Mingkaman hosts over 200,000 people, among them 100,00 internally displaced persons who fled to the area following the 2013 conflict. Another 53,000 people arrived from the neighboring counties following flood displacement in 2021 in addition to over 50,000 host community members. The vulnerabilities and shocks across these populations are multiple and intersecting.

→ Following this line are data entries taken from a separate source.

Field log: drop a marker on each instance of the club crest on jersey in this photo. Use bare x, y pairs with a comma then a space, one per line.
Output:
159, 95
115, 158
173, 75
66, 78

The Mingkaman Reproductive Health Clinic established by UNFPA at the height of the 2013 political crisis is the only reliable health facility in the area. A Primary Health Care Center-PHCC operated by the Government is overstretched by the enormous needs of the staggering population. Many NGO partners have since pulled out of the area due to funding gaps. The Mingkaman Reproductive Health Clinic is run by IMA World Health.

Ayak Kongor Kuay is 22 years old, and one of the many women who frequent this clinic for skilled services. Currently, in her first pregnancy, Ayak visits the facility for ante-natal services. She says seeking the services of qualified health professionals is the best thing women should do to avoid preventable risks. adding that gone are the days when mothers would be attended to by Traditional Birth Attendants.

“You get the tetanus injection. You are given vitamins. The nurses and midwives advise you on so many health and pregnancy-related issues. I have no problem coming here and I advise all women to fully attend their ANC sessions and give birth in the hospital,” Ayak says.

Ayak, far right waiting to be attended to at the Mingkaman RH clinic

In the Maternity Ward is 28-year-old Mary Robert who has just given birth to her fourth baby, following the trend of her two other children who were also born in a hospital. Like Ayak, Mary vouches for skilled delivery in the hospital to avoid the risk of complicated pregnancy and childbirth.

‘I am originally from Eastern Equatoria, but I’m now based in Mingkaman. This is the second child I’m having in this health facility. The services here are good. As you can see, the ward is clean, and the nurses and midwives are friendly. I urge all women to give birth in a hospital,” Mary advises.